Entry assembly (arch/riscv64/entry.S, GNU as syntax):
1. OpenSBI jumps to _start in S-mode
- a0 = hart_id (hardware thread ID, usually 0 on single-core)
- a1 = DTB address (QEMU/U-Boot convention; validated at runtime — see note above)
2. _start:
a. Disable interrupts: csrci sstatus, 0x2
(clears SIE bit in supervisor status register)
b. Load stack pointer: la sp, _stack_top
(64 KB stack in .bss._stack, 16-byte aligned)
c.
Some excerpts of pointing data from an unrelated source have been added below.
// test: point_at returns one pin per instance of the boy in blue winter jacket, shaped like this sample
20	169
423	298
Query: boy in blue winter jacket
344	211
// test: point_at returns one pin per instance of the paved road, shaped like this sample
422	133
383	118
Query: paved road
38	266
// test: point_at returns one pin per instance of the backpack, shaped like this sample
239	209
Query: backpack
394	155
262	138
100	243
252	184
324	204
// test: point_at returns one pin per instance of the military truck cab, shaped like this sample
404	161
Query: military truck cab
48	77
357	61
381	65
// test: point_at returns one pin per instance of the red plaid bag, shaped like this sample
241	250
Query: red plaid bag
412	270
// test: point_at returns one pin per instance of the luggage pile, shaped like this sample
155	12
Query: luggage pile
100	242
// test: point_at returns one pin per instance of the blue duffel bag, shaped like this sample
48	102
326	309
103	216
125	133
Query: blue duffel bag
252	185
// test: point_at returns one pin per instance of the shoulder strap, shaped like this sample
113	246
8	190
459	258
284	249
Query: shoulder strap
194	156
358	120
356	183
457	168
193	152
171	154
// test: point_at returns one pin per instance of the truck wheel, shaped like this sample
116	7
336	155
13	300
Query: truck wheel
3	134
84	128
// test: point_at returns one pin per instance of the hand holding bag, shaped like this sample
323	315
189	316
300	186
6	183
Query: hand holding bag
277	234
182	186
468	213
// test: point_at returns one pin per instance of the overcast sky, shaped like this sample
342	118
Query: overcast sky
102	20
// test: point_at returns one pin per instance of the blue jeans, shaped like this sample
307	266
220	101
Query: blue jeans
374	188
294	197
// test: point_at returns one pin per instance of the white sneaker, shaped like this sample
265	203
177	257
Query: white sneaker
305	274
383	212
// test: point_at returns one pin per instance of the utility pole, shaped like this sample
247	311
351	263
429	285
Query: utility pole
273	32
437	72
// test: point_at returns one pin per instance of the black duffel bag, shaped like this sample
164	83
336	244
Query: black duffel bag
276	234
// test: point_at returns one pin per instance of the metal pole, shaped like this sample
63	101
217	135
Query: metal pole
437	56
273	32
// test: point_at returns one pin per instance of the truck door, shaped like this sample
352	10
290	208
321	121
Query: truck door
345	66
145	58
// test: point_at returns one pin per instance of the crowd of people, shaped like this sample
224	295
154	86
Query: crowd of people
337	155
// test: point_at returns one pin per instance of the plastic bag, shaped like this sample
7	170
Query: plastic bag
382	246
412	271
Initialize sscratch for trap entry:
csrw sscratch, 0
(sscratch = 0 means "currently in kernel mode". OpenSBI sets mscratch
for M-mode but does NOT initialize sscratch — S-mode must do this.
The trap entry prologue uses `csrrw tp, sscratch, tp`: if sscratch
was 0, we came from kernel mode (re-entrant trap); if nonzero, we
came from user mode and sscratch now holds user tp.)
d. Clear BSS: zero memory from __bss_start to __bss_end
(sd zero loop, 8 bytes per iteration)
e. Arguments already in correct registers:
a0 = hart_id (passed as multiboot_magic parameter)
a1 = DTB address (passed as multiboot_info parameter)
f. Call: call umka_main (jal with ra)
g. Halt loop: wfi (wait-for-interrupt) if umka_main returns
Stack (64 KB) is in .bss._stack (16-byte aligned). The linker script
(linker-riscv64.ld) places .text._start first at 0x80200000, after the
OpenSBI firmware region (0x80000000–0x801FFFFF).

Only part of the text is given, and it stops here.